The Buddleia or Butterfly Bush is very well known with its arching growing habit and scented flowers. Buddleia davidii produces large racemes of cone-shaped flower clusters that are a violet-blue in late Summer. Buddleia is a great shrub for late Summer colour. It is extremely attractive to butterflies and some types of bees. The plant can be hard-pruned to control the size and shape and encourage fresh flowering growth. This is best done in early spring, but additional partial pruning can be done after flowering in autumn. This plant holds the RHS Award for Garden Merit, meaning it is a remarkable plant indeed.
The plant can be considered an invasive alien. It is not native to Ireland and is most likely a garden escape which originally came from Asia. In fact, you may well see this plant sprout from seeds in the most random locations. It is often seen in abandoned or derelict industrial sites, but I have never known this plant to become a nuisance in the garden .
Rudbeckia fulgida ‘Goldsturm’ bears wide, black-eyed, single, yellow daisy flowers with cone-shaped, black-brown center’s from August to October. It’s ideal for creating a splash of late-summer colour in ornamental borders and works well in prairie-style schemes with ornamental grasses.
It’s short enough not to need staking and doesn’t spread so fast that frequent division is necessary, making it a very easy-care plant. It is also great at attracting bees.
Use it between other plants in a flower border, as it tolerates light shade, to extend the flowering season late into the year. The Royal Horticultural Society has given it its prestigious Award of Garden Merit (AGM).
For best results grow Rudbeckia fulgida ‘Goldsturm’ in bold drifts in moist but well-drained soil in full sun. Divide congested clumps from autumn to spring.
Sedum ‘Autumn Joy’ will bring fabulous colour to a mixed border or cottage garden in late summer. It produces neat clumps and long-lasting vivid flowers.
Sedums are highly attractive to butterflies and insects.

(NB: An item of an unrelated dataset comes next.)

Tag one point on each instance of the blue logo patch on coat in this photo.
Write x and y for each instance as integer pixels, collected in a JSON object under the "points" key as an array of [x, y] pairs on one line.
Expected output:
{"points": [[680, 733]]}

They make an excellent cut flower and are often used in fresh floral arrangements.
Sedum spectabiles is additionally described as a trouble free easy gardening plant!
Due to the height of Sedum ‘Autumn Joy’ they’re suitable for the back of borders. Sedum Autumn Joy are easy to grow plants with no special requirements. Plant Sedum Autumn Joy in a well-drained soil in a sunny location, space them according to the instruction on the plant pot.
Stake the plants if planted in a windy location. Sedum Autumn Joy may suffer from mildew or root rot if soil is not well-drained. Water frequently after planting! Once the Sedum Autumn Joy become established, they’re drought resistant and rather tough plants.
Apply fertilizer in early summer. Cut Sedum Autumn Joy down to ground level in autumn. Sedum Autumn Joy has a relatively short life, but may be prolonged by dividing the plant every other year in autumn or spring, and replant immediately.